Thanks Kieran! Happy to send a subset of my data if it is helpful to you, I'd be curious to get this working to keep everything (windowed and persite) within pixy. Cheers!

ksamuk commented 3 years ago

Hi Erik, I've pushed a fix for this in the new version of pixy (1.2.0.beta1), which should now be up on conda-forge. If you have a minute, it would be great if you could give it a whirl and let me know if its working for you.
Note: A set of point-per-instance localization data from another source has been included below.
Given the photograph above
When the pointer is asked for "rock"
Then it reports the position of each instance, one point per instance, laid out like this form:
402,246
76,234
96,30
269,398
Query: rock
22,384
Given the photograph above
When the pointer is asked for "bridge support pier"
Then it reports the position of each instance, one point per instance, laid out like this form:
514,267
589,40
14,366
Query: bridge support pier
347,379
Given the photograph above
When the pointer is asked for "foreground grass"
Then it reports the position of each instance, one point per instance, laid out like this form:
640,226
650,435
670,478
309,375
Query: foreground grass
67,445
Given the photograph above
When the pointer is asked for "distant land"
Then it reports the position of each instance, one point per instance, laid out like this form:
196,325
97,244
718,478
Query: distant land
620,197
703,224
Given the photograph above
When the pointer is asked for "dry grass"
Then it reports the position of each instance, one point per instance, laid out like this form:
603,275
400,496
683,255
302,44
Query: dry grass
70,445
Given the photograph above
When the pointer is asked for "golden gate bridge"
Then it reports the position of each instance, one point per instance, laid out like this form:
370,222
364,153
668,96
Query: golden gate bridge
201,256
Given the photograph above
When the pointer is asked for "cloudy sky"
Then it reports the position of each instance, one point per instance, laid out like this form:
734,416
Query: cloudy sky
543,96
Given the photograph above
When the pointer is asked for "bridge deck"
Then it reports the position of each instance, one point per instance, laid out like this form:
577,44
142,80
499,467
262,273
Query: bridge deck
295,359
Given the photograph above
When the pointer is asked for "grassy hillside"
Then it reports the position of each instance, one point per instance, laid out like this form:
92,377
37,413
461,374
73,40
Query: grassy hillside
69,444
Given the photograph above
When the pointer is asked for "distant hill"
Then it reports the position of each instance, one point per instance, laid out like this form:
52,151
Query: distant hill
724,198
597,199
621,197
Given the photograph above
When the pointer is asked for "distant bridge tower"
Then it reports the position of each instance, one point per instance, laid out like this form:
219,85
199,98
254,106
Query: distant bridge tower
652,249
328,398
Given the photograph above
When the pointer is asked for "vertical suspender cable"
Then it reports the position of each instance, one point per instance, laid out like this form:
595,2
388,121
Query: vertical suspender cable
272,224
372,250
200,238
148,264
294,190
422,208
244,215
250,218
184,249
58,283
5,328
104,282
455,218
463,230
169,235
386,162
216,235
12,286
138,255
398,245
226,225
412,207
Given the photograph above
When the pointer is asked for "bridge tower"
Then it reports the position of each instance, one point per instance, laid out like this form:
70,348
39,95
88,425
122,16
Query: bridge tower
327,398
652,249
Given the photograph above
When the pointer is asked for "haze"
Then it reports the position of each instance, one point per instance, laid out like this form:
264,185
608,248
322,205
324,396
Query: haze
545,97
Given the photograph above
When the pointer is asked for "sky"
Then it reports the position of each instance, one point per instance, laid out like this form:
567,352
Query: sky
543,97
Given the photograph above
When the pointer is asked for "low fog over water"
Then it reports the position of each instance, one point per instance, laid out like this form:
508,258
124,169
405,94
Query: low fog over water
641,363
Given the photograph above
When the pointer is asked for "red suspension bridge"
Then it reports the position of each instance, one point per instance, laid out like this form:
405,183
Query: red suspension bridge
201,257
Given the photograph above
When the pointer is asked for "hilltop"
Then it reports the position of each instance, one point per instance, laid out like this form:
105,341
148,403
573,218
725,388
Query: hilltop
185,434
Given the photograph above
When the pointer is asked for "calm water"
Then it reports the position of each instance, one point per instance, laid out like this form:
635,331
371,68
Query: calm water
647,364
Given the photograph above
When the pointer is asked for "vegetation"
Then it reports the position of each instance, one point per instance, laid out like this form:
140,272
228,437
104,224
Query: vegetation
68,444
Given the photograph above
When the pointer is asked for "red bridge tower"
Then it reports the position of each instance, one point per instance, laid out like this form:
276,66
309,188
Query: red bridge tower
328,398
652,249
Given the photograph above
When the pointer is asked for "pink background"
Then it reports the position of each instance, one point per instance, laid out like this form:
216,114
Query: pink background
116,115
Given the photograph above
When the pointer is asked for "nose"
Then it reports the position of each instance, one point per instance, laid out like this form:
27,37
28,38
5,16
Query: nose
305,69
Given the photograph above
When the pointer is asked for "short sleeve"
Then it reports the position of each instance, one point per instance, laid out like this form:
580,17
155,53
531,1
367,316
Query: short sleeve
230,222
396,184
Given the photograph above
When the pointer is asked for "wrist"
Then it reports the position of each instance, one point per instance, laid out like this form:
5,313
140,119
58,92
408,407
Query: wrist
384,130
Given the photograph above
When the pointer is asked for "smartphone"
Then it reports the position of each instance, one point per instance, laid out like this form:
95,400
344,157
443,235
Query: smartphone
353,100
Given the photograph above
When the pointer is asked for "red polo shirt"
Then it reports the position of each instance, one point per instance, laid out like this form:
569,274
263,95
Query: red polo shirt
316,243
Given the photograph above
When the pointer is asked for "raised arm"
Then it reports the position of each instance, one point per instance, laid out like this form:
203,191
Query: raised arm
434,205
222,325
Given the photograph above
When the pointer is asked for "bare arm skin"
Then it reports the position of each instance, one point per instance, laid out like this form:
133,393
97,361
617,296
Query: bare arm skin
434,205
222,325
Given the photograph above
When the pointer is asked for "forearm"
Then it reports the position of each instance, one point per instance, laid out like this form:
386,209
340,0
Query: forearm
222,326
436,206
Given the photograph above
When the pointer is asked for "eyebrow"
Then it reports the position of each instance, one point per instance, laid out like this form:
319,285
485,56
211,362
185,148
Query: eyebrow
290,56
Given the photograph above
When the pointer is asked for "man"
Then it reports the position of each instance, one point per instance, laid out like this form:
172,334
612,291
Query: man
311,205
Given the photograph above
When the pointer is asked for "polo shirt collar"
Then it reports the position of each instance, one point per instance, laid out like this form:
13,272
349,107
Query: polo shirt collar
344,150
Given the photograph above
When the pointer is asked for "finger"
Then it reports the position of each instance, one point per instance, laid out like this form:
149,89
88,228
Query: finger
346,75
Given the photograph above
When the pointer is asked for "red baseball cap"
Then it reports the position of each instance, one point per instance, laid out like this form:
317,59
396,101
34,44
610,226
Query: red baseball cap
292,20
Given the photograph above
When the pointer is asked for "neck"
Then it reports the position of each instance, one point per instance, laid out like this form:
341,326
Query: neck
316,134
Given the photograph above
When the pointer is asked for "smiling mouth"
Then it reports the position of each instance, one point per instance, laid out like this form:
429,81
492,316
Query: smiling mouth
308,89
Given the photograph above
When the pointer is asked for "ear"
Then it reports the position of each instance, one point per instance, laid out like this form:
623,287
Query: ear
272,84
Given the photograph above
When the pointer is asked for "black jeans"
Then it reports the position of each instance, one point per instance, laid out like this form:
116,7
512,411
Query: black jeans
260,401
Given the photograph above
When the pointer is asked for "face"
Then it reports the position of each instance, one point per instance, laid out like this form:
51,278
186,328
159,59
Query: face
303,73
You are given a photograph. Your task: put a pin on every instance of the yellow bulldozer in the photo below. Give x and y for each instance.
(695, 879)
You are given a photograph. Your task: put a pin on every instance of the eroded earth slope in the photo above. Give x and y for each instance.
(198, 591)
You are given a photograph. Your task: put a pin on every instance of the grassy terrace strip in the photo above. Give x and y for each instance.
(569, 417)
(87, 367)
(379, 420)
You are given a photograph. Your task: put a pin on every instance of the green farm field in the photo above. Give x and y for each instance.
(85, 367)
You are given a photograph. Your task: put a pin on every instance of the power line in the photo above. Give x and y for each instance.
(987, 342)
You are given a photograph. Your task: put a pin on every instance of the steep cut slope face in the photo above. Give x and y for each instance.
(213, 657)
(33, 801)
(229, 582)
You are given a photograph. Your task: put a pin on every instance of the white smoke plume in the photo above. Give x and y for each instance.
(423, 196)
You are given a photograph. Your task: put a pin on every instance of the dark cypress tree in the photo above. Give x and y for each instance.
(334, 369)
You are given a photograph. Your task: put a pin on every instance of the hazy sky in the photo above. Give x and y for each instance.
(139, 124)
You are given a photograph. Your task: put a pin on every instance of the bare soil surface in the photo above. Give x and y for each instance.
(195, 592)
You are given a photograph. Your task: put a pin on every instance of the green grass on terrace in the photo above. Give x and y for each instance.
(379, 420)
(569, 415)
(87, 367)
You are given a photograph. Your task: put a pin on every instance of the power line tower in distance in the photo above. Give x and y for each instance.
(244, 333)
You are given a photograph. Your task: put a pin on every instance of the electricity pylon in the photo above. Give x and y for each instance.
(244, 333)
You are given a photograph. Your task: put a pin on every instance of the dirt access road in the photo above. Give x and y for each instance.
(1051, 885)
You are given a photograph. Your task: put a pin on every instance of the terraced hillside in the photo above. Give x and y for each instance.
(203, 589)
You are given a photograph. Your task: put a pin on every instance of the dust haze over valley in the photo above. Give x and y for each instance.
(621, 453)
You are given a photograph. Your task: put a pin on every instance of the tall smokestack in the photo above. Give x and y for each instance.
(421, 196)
erikenbody commented 3 years ago

Brilliant, thanks for the push - I checked it just now. Sadly now I receive the following error:

TypeError: bad number of dimensions: expected 3; found 4

And I confirmed it still runs in windowed mode. Can shoot you the dataset still if you like, it is quite small.

Thank you! Erik

ksamuk commented 3 years ago

Darn sorry about that! OK yes, please do send me the dataset if possible, you can post it here or send it to ksamuk@gmail.com

ksamuk commented 3 years ago

Hi Erik, thanks for sending me your VCF for troubleshooting. I've updated how genotype data are handled for the FST calculations, and the calculations now work for your data as well as the test data. This update, pixy 1.2.2.beta1 is now on conda-forge. When you have a moment, it would be great if you could update your version and give it a try.

Also, the single site calculations are generally a lot slower, so you might want to make use of the --n_cores argument.

erikenbody commented 3 years ago

Thanks so much @ksamuk - I really appreciate your troubleshooting! Works great now with 1.2.2.beta1 (and fast!) and results mirror my own calculations.

Cheers